Marlow has begun to come to the conclusion that Kurtz has been absorbed and consumed by the wilderness of the jungle like that of a child who is absorbed by the arms and love of its own mother.

The personification of the wilderness in Heart of Darkness is the means by which pleasure and security is transferred to an inanimate object [landscape/jungle] in the same sense that the landscape is feminized. The rhetorical attribute is that the subject of women themselves is denied in the text, so that women’s identity as an embodiment of both darkness and illusion is established in the way they are spoken about but are, themselves, not allocated as a true component or actual human embodiment of the narrative. The women in the text are never given any voice or name and they are treated only as speechless objects that happen to be part of the overall jungle.
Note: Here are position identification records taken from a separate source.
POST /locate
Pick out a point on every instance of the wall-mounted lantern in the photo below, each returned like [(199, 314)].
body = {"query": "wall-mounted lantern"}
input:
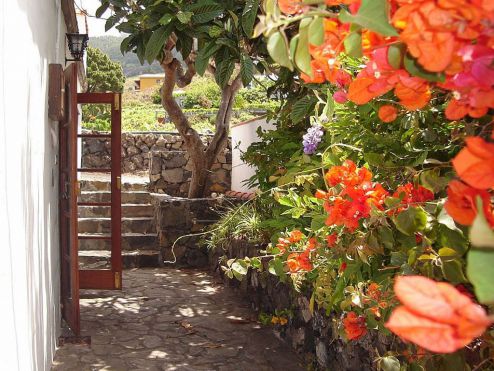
[(77, 43)]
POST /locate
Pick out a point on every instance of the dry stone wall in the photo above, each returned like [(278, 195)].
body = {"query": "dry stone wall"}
[(136, 148), (178, 219), (170, 173), (311, 333)]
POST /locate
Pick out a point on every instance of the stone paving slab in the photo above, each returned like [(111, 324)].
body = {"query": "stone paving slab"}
[(170, 319)]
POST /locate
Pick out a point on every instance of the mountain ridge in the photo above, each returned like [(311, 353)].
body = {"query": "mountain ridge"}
[(131, 66)]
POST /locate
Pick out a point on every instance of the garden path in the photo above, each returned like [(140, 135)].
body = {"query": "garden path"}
[(170, 319)]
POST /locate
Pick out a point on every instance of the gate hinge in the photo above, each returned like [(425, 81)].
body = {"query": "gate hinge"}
[(117, 101), (117, 280)]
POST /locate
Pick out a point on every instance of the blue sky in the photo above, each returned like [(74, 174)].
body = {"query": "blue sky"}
[(96, 26)]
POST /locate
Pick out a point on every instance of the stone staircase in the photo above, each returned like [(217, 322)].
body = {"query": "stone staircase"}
[(140, 246)]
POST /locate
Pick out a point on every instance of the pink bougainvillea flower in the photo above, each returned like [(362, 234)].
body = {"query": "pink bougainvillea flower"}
[(435, 315)]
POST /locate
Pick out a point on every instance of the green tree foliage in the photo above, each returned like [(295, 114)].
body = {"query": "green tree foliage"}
[(210, 35), (103, 74)]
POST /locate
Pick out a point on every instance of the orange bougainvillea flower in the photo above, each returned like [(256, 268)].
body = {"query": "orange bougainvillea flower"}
[(354, 326), (475, 163), (461, 203), (296, 236), (388, 113), (435, 315), (291, 6), (414, 93), (321, 195), (331, 239)]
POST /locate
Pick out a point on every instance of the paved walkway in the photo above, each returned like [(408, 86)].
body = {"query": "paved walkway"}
[(169, 319)]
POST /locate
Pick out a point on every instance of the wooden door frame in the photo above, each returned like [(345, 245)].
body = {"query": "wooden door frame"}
[(108, 279), (69, 269)]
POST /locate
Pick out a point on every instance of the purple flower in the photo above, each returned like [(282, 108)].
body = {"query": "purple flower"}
[(312, 139)]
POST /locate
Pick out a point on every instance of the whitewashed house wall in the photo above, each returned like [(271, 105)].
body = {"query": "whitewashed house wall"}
[(32, 35)]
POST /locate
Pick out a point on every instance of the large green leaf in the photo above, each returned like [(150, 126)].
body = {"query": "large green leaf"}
[(353, 43), (224, 71), (301, 109), (124, 45), (278, 49), (184, 17), (205, 53), (249, 16), (156, 42), (101, 9), (480, 272), (165, 19), (302, 56), (415, 69), (111, 21), (413, 219), (395, 55), (372, 15), (246, 70), (316, 31), (481, 234), (206, 13)]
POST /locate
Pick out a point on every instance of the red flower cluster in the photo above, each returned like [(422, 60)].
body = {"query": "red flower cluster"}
[(411, 194), (358, 195), (301, 261), (354, 326), (297, 261), (454, 38), (475, 167), (356, 198)]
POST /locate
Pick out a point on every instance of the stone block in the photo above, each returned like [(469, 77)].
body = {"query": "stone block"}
[(177, 145), (160, 143), (220, 176), (173, 175), (174, 160), (94, 145), (132, 150)]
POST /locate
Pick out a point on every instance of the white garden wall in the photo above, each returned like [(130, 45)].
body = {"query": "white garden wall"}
[(32, 35), (243, 135)]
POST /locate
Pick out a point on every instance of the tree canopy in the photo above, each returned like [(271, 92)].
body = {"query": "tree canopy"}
[(102, 73)]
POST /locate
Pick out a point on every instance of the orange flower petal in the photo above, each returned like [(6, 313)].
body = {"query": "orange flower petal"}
[(431, 335), (475, 163), (388, 113)]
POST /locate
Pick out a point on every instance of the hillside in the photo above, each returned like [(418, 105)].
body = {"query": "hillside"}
[(131, 66)]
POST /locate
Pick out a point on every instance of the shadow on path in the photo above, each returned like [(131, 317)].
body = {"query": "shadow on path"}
[(170, 319)]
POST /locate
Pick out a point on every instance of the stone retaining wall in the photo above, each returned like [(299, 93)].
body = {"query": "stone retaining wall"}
[(170, 173), (312, 335), (135, 149), (176, 217)]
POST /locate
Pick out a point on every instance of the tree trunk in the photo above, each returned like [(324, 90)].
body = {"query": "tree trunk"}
[(201, 157)]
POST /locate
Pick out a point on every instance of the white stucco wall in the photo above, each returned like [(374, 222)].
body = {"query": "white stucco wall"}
[(32, 33), (243, 135)]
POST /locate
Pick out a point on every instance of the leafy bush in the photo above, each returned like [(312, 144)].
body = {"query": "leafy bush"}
[(237, 222)]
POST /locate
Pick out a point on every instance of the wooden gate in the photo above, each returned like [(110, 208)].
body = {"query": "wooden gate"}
[(69, 285), (72, 278), (108, 279)]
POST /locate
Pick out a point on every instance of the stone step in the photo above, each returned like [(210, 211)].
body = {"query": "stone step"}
[(104, 185), (130, 241), (98, 259), (128, 210), (143, 225), (135, 197)]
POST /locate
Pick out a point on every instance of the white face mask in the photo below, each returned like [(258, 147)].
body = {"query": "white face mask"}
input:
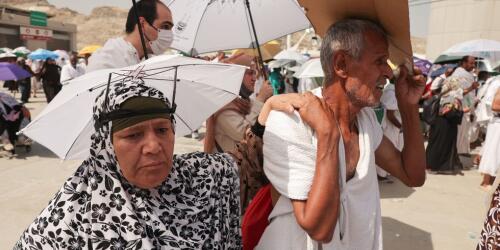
[(163, 42)]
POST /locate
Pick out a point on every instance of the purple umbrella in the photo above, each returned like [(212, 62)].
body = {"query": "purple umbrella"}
[(11, 71), (422, 64)]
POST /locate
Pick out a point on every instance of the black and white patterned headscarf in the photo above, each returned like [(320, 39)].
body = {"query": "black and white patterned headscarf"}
[(197, 207)]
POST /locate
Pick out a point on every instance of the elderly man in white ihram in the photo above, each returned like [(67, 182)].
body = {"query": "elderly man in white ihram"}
[(321, 159)]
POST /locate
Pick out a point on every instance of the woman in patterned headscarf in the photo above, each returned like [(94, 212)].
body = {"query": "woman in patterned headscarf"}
[(133, 193)]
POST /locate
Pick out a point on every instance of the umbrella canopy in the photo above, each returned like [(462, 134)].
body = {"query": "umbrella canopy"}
[(487, 49), (392, 15), (203, 87), (88, 49), (205, 26), (42, 54), (444, 59), (268, 50), (61, 54), (11, 71), (278, 63), (291, 55), (7, 55), (21, 51), (311, 68), (5, 50)]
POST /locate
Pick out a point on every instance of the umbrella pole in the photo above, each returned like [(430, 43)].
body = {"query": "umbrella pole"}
[(174, 106), (261, 62), (106, 99), (141, 33)]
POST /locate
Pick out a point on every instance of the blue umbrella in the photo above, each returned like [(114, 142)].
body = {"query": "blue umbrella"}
[(11, 71), (42, 54)]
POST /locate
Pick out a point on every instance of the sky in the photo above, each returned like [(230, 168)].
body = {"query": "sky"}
[(419, 11)]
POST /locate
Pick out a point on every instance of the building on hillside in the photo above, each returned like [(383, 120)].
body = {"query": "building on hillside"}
[(456, 21), (34, 30)]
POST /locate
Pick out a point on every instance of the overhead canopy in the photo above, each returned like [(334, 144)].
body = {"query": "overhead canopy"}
[(392, 15)]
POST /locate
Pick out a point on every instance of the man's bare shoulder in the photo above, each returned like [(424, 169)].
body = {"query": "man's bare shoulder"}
[(286, 126)]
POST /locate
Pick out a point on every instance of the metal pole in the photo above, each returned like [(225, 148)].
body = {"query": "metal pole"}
[(261, 62), (141, 33), (174, 106)]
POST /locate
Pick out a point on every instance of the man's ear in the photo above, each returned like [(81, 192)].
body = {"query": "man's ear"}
[(339, 63)]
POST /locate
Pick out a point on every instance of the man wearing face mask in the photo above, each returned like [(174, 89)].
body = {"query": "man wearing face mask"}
[(155, 19), (227, 127)]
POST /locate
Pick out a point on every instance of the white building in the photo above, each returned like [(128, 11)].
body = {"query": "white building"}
[(455, 21)]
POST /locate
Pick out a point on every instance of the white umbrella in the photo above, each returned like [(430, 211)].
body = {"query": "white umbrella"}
[(206, 25), (7, 55), (5, 50), (66, 124), (278, 63), (487, 49), (311, 68), (291, 55)]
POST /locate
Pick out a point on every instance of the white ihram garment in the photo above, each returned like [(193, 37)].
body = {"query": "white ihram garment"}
[(467, 127), (116, 53), (490, 160), (289, 162)]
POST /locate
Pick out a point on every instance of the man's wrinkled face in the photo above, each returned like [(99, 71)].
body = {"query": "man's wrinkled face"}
[(367, 76), (145, 152), (73, 60), (470, 64)]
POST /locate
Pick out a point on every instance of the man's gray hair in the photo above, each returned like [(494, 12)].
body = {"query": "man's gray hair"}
[(346, 35)]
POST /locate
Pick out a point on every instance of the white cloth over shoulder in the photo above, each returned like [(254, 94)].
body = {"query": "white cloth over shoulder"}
[(116, 53), (290, 162)]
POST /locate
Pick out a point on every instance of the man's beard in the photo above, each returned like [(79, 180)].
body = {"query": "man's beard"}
[(361, 102), (244, 92)]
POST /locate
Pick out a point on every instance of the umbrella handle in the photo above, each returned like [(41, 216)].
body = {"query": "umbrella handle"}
[(141, 33)]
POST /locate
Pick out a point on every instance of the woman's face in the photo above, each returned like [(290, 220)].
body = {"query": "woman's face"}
[(145, 152)]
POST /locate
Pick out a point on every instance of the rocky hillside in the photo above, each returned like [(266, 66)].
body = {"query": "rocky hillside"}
[(106, 22)]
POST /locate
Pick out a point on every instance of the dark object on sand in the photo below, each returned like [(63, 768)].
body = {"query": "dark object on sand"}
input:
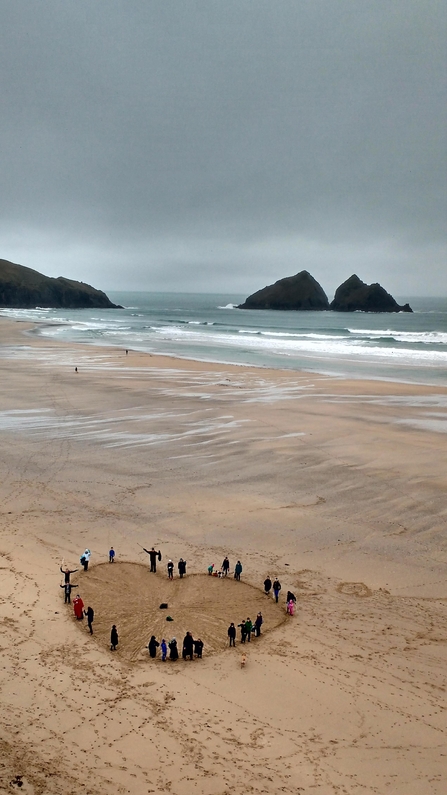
[(301, 292), (25, 288), (356, 296)]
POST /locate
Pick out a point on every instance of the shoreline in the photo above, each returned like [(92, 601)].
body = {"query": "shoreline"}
[(335, 486), (33, 333)]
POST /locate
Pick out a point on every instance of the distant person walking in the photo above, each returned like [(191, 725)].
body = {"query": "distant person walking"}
[(153, 646), (90, 613), (78, 607), (173, 650), (153, 556), (67, 591), (241, 626), (66, 572), (113, 638), (188, 646), (232, 634), (85, 558), (198, 648), (164, 650), (248, 629), (276, 589)]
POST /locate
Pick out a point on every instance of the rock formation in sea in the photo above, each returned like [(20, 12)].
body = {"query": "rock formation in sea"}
[(300, 292), (24, 288), (356, 296)]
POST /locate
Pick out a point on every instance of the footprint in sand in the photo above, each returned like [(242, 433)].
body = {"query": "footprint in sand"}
[(358, 589)]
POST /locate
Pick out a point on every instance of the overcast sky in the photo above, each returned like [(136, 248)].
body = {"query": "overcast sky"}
[(220, 145)]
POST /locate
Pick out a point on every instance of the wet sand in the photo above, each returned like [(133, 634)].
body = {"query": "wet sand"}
[(336, 487)]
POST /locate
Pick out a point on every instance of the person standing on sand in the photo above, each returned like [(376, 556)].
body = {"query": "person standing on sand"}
[(113, 638), (232, 634), (153, 555), (68, 587), (152, 646), (276, 589), (78, 607), (90, 613), (198, 648), (164, 650), (66, 572), (173, 650), (188, 646), (243, 632)]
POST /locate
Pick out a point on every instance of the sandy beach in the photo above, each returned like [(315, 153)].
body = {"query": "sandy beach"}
[(336, 487)]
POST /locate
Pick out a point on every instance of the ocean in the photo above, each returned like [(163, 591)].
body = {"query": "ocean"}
[(411, 348)]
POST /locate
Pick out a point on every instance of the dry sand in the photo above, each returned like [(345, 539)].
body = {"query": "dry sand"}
[(336, 487)]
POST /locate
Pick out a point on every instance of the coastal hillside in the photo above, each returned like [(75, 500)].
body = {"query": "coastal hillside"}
[(299, 292), (356, 296), (24, 288)]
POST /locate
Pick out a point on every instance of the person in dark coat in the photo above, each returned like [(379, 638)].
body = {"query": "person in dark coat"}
[(276, 589), (67, 591), (198, 648), (113, 638), (66, 572), (232, 634), (188, 646), (173, 650), (152, 646), (90, 613), (243, 632), (248, 629), (153, 555)]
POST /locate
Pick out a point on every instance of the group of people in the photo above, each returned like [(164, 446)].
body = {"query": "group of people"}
[(225, 569), (247, 627), (190, 648)]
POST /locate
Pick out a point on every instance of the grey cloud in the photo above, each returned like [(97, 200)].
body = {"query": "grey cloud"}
[(225, 145)]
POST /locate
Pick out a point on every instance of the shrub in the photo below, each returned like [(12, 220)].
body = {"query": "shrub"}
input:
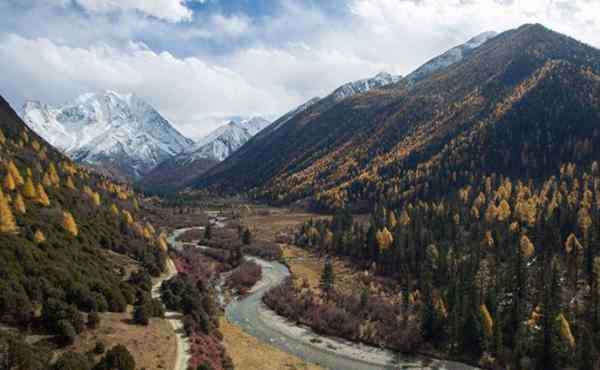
[(72, 361), (93, 320), (117, 358), (99, 348), (66, 333), (142, 314)]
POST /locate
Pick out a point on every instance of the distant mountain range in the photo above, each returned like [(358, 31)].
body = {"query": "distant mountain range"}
[(203, 154), (111, 130), (511, 104), (126, 137)]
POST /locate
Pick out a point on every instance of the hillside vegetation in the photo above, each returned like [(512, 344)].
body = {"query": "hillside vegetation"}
[(518, 106), (60, 226)]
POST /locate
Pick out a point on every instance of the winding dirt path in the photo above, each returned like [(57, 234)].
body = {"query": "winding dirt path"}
[(174, 318)]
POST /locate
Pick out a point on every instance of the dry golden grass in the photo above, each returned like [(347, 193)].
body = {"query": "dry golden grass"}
[(248, 353), (268, 223), (153, 346), (306, 266)]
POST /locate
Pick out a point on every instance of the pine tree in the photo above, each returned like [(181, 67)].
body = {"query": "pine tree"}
[(247, 236), (208, 231), (7, 220), (9, 182), (69, 223), (19, 204), (162, 242), (12, 169), (96, 200), (326, 284)]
Unlike the men in Joseph Conrad’s story, the women are set apart from the rest of the story and no matter how important the y actually were to the society of the jungle, they were only spoken of as inanimate objects that happened to have the power to walk across the land. In the end, it is by the hands and powers of these unspoken women who bring the downfall of Kurtz and his empowerment over the African jungle. It is the “horror” of truth and reality that finally tears him down, the same truth that was withheld from the women of the story in every possible way.